Another dark and twisted commentary on class, I am shocked it took me this long to finally get around to it.
I’m not sure how to even explain this one, other than a family of con artists dupe a rich family by being their hired help – but even that doesn’t do justice to how incredible and bizarre this movie ends up being.
As it’s a film from South Korea, some “Western” viewers may see certain elements as a “cultural thing” but I assure you that’s minimal and anything that may seem unusual are more of an aspect of class. Once you get over that barrier you have an easier time understanding the nuance of what the movie is trying to say… and then the shit hits the fan.
There is a very good reason Parasite has won as many awards as it has including the Oscar for “Best Picture.” It feels like every frame, every choice is deliberate and is so worth experiencing.
Over the Moon (2020)
There have been a number of Chinese-produced animated features that are trying to imitate and emulate the Disney style in recent years and the latest entry from Pearl Studios even enlists the talents of actual Disney artists.

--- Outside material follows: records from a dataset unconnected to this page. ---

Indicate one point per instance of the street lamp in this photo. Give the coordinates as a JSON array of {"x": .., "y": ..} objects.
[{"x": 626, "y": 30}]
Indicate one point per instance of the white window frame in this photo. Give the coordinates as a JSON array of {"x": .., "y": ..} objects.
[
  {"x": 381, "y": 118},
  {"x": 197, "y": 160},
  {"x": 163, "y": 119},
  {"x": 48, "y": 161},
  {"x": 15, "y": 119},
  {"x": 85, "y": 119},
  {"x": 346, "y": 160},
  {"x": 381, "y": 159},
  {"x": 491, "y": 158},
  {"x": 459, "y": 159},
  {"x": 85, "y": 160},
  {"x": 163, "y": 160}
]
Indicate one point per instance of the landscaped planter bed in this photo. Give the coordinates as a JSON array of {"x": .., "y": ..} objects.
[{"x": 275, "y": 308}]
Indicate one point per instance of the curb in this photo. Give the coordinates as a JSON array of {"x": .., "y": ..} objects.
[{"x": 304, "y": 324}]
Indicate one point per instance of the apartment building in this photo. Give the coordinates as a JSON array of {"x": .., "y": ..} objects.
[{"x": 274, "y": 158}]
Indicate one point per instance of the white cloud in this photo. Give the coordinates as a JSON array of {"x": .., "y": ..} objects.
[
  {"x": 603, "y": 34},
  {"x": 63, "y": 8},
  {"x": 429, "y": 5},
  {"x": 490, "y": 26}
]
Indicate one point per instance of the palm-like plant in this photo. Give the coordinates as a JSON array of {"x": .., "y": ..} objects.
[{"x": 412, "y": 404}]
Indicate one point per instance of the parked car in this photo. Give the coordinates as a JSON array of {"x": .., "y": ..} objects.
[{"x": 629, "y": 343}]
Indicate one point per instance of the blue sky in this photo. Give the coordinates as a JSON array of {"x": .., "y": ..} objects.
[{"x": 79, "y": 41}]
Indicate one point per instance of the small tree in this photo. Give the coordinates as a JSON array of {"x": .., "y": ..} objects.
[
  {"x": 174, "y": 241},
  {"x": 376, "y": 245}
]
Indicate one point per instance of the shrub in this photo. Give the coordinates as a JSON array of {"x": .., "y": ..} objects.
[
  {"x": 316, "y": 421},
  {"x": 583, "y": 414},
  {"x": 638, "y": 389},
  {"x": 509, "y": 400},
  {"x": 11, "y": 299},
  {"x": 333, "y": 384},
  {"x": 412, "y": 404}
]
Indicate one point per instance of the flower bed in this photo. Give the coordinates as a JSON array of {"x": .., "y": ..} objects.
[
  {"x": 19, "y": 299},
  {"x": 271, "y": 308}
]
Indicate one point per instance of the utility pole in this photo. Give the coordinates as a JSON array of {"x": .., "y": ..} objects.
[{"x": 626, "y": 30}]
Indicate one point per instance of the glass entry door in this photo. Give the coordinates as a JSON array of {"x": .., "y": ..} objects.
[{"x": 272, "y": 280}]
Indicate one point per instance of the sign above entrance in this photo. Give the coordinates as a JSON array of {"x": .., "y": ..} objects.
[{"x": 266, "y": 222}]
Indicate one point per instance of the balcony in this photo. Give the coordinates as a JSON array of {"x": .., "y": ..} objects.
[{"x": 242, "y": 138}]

With echoes of a Dreamworks production, Over the Moon makes every effort to hit exactly every beat, every tone and every trope you would expect in a Disney animated film, even down to the Disney-fied designs of of this classic Chinese folk tale and the comic relief character voiced by a comedian (thankfully, Ken Jeong’s Gobi is mercifully less annoying than Josh Gad’s Olaf).
However, like every good and well-intentioned knock-off, it just falls short of achieving its goal by missing out on one crucial (and in this case cynical) ingredient: it failed to find or create something iconic/marketable the way Disney always seems to, whether that be a character that is popular in toy form or an earworm that burrows into your brain. Not for lack of trying but it doesn’t quite succeed in the same way.

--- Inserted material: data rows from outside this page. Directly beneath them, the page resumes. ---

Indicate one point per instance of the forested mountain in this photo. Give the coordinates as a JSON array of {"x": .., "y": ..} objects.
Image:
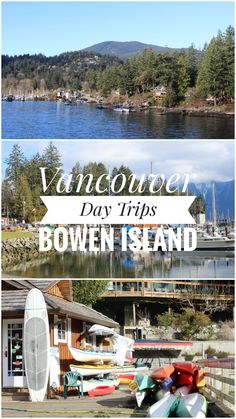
[
  {"x": 67, "y": 70},
  {"x": 224, "y": 198},
  {"x": 184, "y": 74},
  {"x": 125, "y": 50}
]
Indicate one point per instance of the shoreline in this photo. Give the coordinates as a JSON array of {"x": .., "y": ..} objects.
[{"x": 204, "y": 111}]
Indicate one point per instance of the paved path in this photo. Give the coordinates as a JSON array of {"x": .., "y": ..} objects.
[{"x": 117, "y": 404}]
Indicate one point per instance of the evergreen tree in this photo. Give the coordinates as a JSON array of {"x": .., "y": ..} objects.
[
  {"x": 15, "y": 165},
  {"x": 211, "y": 79},
  {"x": 23, "y": 205},
  {"x": 96, "y": 169},
  {"x": 229, "y": 44},
  {"x": 51, "y": 159},
  {"x": 7, "y": 199},
  {"x": 88, "y": 292}
]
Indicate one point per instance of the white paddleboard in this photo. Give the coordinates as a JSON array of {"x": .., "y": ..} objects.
[
  {"x": 163, "y": 407},
  {"x": 36, "y": 345}
]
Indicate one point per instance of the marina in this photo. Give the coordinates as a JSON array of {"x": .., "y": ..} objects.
[{"x": 117, "y": 264}]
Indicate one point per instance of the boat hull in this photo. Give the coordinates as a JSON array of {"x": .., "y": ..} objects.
[{"x": 83, "y": 355}]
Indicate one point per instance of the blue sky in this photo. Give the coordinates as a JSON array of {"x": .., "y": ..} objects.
[
  {"x": 54, "y": 27},
  {"x": 210, "y": 160}
]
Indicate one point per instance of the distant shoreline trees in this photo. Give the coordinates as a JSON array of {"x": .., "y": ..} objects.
[{"x": 210, "y": 72}]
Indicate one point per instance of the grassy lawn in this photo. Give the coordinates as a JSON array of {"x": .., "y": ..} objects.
[{"x": 16, "y": 234}]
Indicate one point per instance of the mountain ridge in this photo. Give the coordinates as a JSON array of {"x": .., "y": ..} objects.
[{"x": 127, "y": 49}]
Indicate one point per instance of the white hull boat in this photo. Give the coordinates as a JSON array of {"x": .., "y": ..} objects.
[
  {"x": 164, "y": 407},
  {"x": 89, "y": 385}
]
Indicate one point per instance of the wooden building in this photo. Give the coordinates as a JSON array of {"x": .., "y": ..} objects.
[
  {"x": 68, "y": 325},
  {"x": 135, "y": 303}
]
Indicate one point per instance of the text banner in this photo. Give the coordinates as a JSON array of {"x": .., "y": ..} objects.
[{"x": 118, "y": 210}]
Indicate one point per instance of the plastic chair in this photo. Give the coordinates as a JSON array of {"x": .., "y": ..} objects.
[{"x": 70, "y": 379}]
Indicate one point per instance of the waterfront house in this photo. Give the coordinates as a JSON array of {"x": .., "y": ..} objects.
[
  {"x": 134, "y": 304},
  {"x": 160, "y": 92},
  {"x": 68, "y": 325}
]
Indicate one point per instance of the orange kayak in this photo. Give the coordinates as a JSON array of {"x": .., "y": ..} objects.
[
  {"x": 163, "y": 372},
  {"x": 199, "y": 378},
  {"x": 183, "y": 379},
  {"x": 186, "y": 367},
  {"x": 101, "y": 391}
]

Still, it’s a really fun and heartfelt kids adventure that deals with loss and the need to move on (of course one that adults need to avoid over-thinking the mechanics of). If nothing else, fans of Hamilton will get a kick out of hearing Philippa Soo get her Eurovision on.
Enola Holmes (2020)
There are always fresh interpretations popping up for the classic Sherlock Holmes premise but this one aimed at the tweens is a delightful and refreshing one.
Based on a series of books, this is definitely for the younger audiences so the plot and mystery aren’t overly difficult to decipher (without resorting to condescension), however it is done in an entertaining manner. It also does well enough to juggle that main mystery along with it being an “origin story” for the titular Enola and establishing this story’s version of Sherlock and Mycroft, etc.

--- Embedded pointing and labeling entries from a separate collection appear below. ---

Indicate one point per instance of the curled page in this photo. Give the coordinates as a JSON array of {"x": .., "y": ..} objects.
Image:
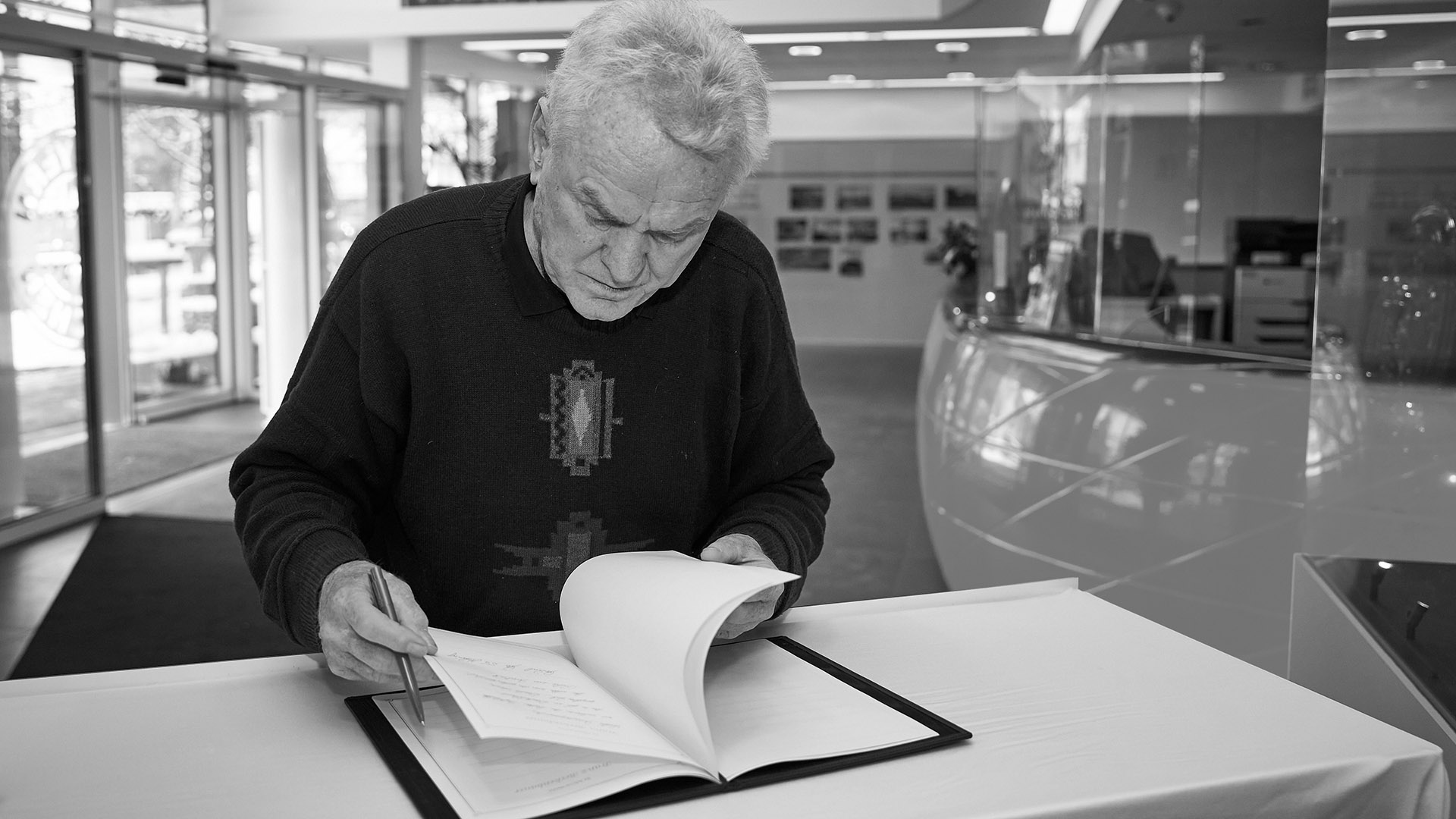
[{"x": 641, "y": 623}]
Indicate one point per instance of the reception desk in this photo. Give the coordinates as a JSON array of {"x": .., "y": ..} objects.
[{"x": 1079, "y": 708}]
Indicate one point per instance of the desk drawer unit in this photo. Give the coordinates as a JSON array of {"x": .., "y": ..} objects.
[{"x": 1273, "y": 309}]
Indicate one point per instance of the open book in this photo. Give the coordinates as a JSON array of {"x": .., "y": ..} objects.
[{"x": 635, "y": 697}]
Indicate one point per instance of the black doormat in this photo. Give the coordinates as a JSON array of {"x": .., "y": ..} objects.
[{"x": 153, "y": 592}]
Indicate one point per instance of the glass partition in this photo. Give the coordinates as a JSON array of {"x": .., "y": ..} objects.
[
  {"x": 44, "y": 445},
  {"x": 1165, "y": 197}
]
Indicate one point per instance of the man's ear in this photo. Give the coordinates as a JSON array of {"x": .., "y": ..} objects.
[{"x": 539, "y": 139}]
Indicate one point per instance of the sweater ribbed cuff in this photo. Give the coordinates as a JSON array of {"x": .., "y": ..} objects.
[
  {"x": 775, "y": 550},
  {"x": 310, "y": 561}
]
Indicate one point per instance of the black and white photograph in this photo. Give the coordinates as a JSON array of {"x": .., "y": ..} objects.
[
  {"x": 455, "y": 409},
  {"x": 912, "y": 196},
  {"x": 792, "y": 229},
  {"x": 827, "y": 229},
  {"x": 854, "y": 197},
  {"x": 864, "y": 231},
  {"x": 805, "y": 197},
  {"x": 962, "y": 197},
  {"x": 804, "y": 259},
  {"x": 910, "y": 231}
]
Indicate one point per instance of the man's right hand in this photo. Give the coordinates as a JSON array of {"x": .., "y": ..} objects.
[{"x": 359, "y": 639}]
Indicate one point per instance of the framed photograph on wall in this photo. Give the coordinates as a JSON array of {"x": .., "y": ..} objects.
[
  {"x": 864, "y": 231},
  {"x": 854, "y": 197},
  {"x": 804, "y": 260},
  {"x": 827, "y": 229},
  {"x": 912, "y": 196},
  {"x": 794, "y": 229},
  {"x": 805, "y": 197},
  {"x": 962, "y": 197},
  {"x": 910, "y": 229}
]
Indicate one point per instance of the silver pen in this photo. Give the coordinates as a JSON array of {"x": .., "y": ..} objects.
[{"x": 406, "y": 670}]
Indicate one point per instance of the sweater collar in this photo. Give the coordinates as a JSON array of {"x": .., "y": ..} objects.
[{"x": 535, "y": 293}]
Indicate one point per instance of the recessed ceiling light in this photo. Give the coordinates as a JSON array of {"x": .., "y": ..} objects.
[
  {"x": 786, "y": 38},
  {"x": 549, "y": 44},
  {"x": 1063, "y": 17}
]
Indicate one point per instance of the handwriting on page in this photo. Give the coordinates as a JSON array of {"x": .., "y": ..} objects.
[{"x": 538, "y": 695}]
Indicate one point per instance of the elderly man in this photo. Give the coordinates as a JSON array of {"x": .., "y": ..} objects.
[{"x": 507, "y": 379}]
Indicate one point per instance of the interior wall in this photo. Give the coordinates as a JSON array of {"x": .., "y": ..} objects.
[
  {"x": 851, "y": 224},
  {"x": 862, "y": 142}
]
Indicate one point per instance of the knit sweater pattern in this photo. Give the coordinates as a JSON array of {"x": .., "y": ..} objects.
[{"x": 456, "y": 422}]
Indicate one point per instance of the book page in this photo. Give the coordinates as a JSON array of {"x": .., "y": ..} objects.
[
  {"x": 767, "y": 706},
  {"x": 641, "y": 623},
  {"x": 511, "y": 779},
  {"x": 506, "y": 689}
]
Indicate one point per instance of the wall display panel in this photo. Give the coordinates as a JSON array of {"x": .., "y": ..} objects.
[{"x": 856, "y": 231}]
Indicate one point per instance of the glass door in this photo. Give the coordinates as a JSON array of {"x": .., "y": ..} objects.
[
  {"x": 44, "y": 435},
  {"x": 175, "y": 321},
  {"x": 353, "y": 171}
]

Without spoiling too much, it does feel as though it wants to set up a series of films and considering the talent this Netflix movie has attracted (I haven’t watched Stranger Things so I was pleasantly surprised at Millie Bobby Brown’s ability to carry this film) it’s also not unreasonable to assume this may be an attempt to fill in the young adult space that has been left by the Harry Potter series and such.
This one is a lot of fun and very family friendly.
21 Bridges (2019)
I picked this up for cheap on blu-ray a couple of weeks after the passing of Chadwick Boseman and thought I’d finally give it a go. It plays very differently in 2020.
A big, flashy, cop thriller reminiscent of the type from the mid to late 2000’s, where things a lot more grounded and less “action hero” and where there’s more going on than it seems, offering up a mystery, not to be solved to be slowly be revealed. While that mystery isn’t exactly complicated, it does offer an extra level of drama than would otherwise be expected from a movie about hunting down cop killers.
Obviously, Boseman is best known for Black Panther but also for numerous historical biopics, so it’s nice to see him take on a contemporary role.
Most of these I picked up on blu-ray during the various sales but are also available on the abundant streaming services around the place. Your mileage may vary but another one of these are worth a night in.